O documentário dá voz a pessoas diferentes que, por vias diversas, entraram para o movimento de moradia. Dessa forma, tenta humanizar a visão sobre essa reivindicação popular, que muitas vezes é taxada como "ação de invasores e baderneiros" pela mídia. "Eles desafiam o direito à propriedade mas trazem para a discussão o valor social da habitação", relativisa Evaldo. O que se vê na tela é um movimento organizado e engajado politicamente, "uma ocupação que troca figurinhas com a Argentina e outros países com problemas parecidos… Isso a gente não fica sabendo".

A militante Verônica Kroll, por exemplo, como grande parte dos entrevistados, trabalhava na roça e veio para a capital paulista seguindo o sonho da cidade grande. Hoje, é uma das dirigentes do Fórum dos Cortiços e integra a luta do que estão fazendo justiça social com as próprias mãos. "Por que a imprensa não diz que existe o artigo 6º da Constituição, que garante o direito à moradia?", pergunta, indignada, no filme.

O militante Luiz Gonzaga da Silva, o Gegê, do Movimento de Moradia do Centro (MMC)

Balança
Segundo a última estatística do Instituto Brasileiro de Geografia e Estatística (IBGE), em 2000 São Paulo tinha um déficit de moradia de 203,4 mil unidades. Na outra ponta havia, de acordo com a Fundação João Pinheiro, cerca de 254 mil unidades vazias na cidade – o suficiente para abrigar todos os sem-tetos da cidade.
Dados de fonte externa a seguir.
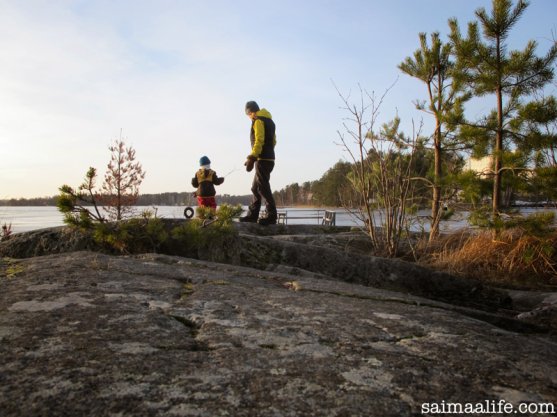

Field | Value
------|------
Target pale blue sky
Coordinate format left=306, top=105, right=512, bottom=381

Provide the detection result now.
left=0, top=0, right=557, bottom=199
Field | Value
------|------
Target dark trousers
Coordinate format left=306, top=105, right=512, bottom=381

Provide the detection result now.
left=250, top=161, right=277, bottom=213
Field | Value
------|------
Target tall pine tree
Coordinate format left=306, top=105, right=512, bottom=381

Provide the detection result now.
left=449, top=0, right=557, bottom=215
left=398, top=32, right=467, bottom=241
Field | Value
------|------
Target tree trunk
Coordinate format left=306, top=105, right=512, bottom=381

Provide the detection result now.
left=429, top=119, right=441, bottom=242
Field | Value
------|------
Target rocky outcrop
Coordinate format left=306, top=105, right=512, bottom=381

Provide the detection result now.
left=0, top=220, right=510, bottom=311
left=0, top=251, right=557, bottom=417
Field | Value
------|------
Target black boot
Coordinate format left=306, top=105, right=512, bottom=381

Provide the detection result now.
left=240, top=207, right=259, bottom=223
left=257, top=209, right=277, bottom=226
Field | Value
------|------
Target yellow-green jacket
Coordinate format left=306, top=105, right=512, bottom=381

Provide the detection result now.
left=250, top=109, right=277, bottom=161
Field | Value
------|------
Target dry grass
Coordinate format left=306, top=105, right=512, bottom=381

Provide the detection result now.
left=421, top=228, right=557, bottom=287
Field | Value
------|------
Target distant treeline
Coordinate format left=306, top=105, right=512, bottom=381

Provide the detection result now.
left=0, top=192, right=251, bottom=207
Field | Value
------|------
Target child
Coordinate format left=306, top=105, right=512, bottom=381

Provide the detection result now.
left=191, top=156, right=224, bottom=209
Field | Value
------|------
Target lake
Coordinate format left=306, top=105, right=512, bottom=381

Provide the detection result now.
left=0, top=206, right=557, bottom=233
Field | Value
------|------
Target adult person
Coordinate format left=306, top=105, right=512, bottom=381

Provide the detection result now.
left=240, top=101, right=277, bottom=226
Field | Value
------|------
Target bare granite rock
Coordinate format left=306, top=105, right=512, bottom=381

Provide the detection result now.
left=0, top=251, right=557, bottom=417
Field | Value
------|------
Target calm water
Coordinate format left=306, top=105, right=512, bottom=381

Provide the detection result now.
left=0, top=206, right=557, bottom=233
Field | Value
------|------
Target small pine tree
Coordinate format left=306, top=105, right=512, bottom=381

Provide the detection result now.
left=101, top=139, right=145, bottom=221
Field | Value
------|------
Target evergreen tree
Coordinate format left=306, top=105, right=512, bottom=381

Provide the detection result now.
left=398, top=33, right=469, bottom=240
left=449, top=0, right=557, bottom=215
left=101, top=139, right=145, bottom=221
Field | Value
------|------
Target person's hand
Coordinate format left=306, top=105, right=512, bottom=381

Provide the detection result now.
left=244, top=155, right=255, bottom=172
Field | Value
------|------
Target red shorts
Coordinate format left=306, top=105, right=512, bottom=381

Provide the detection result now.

Hoje, segundo os movimentos de luta por moradia, o déficit está em cerca de 400 mil, o número de imóveis desocupados também cresceu de forma equivalente.

"O poder público e o poder judiciário preferem colocar as famílias na rua do que fazer um projeto social num prédio que vai ficar vazio", critica o diretor, em referência ao edifício Prestes Maia, ocupado desde 2001, que mais uma vez está ameaçado de despejo.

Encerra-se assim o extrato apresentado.